January 1963 - Eighteenth Report of the United States Advisory Commission on Information
J. Leonard Reinsch, chairman
Clark R. Mollenhoff
Sigurd S. Larmon
M. S. Novik
John L. Seigenthaler
The Commission evaluated USIA’s performance during the Cuban Missile Crisis, reported on the changing missions and tasks of the USIA, and made several recommendations for forward-planning. The Commission commended the advantages of a well planned and executed foreign information program in times of national crisis and reported that USIA’s performance during the Cuban crisis was exemplary. The report also pointed out five areas that USIA should continue to pay attention to; these five problem areas include management and administration, publications, program content, the expansion of operations in under-developed areas, and the need to coordinate and centralize within a single building in Washington.
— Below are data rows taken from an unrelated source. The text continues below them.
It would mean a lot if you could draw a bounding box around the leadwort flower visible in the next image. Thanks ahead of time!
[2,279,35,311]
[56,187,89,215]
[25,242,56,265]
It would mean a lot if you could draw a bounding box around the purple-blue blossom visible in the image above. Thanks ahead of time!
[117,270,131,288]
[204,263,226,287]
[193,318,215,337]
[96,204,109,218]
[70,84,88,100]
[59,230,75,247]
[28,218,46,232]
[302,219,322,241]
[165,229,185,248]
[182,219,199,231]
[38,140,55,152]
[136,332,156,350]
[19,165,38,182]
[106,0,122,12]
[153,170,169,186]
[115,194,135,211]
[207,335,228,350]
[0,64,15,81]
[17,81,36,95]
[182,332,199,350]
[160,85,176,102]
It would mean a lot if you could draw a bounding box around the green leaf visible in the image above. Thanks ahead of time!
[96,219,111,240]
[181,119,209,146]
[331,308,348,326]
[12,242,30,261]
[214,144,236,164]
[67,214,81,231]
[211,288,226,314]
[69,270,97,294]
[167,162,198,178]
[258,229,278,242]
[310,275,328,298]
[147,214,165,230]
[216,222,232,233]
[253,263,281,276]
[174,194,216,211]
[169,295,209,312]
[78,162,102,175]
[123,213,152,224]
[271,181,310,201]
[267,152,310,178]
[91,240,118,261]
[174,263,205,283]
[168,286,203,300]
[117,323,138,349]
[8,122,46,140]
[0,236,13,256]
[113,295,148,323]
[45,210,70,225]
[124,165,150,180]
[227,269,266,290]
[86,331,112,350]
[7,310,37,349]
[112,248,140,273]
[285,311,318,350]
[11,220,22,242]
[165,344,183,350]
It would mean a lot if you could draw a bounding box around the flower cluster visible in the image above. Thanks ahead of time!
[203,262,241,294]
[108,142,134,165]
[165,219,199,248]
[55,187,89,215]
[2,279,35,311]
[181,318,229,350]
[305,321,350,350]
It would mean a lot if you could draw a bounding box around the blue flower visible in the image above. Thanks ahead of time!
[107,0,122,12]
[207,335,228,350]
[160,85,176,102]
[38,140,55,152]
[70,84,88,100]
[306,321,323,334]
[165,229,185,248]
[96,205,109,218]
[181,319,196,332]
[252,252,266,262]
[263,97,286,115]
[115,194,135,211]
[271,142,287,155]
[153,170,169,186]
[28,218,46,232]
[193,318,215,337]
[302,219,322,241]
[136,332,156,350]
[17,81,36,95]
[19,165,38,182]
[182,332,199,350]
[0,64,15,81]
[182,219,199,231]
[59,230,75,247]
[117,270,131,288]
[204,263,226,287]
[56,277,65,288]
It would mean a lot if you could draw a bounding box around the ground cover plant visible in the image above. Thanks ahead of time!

The Commission is gratified to record that USIA was among the first to be informed of the President’s decisions concerning Cuba. This early notice of impending strategic decisions at a time of national crisis gave the Agency valuable lead time which enabled it to develop its operating plans along with those of the military.
Cuba was a good example of a situation where USIA was properly used by the US Government. The US position was presented to the world rapidly, authoritatively, and effectively. This USIA action received national acclaim. NBC’s Monitor program of October 29, carried by 150 US radio stations said “USIA had once again proved its worth in getting the American point of view across to people abroad.”
If intercontinental television is to be a constructive force for world peace and international understanding, considerable research into the ideological and psychological dimensions of international communications is called for.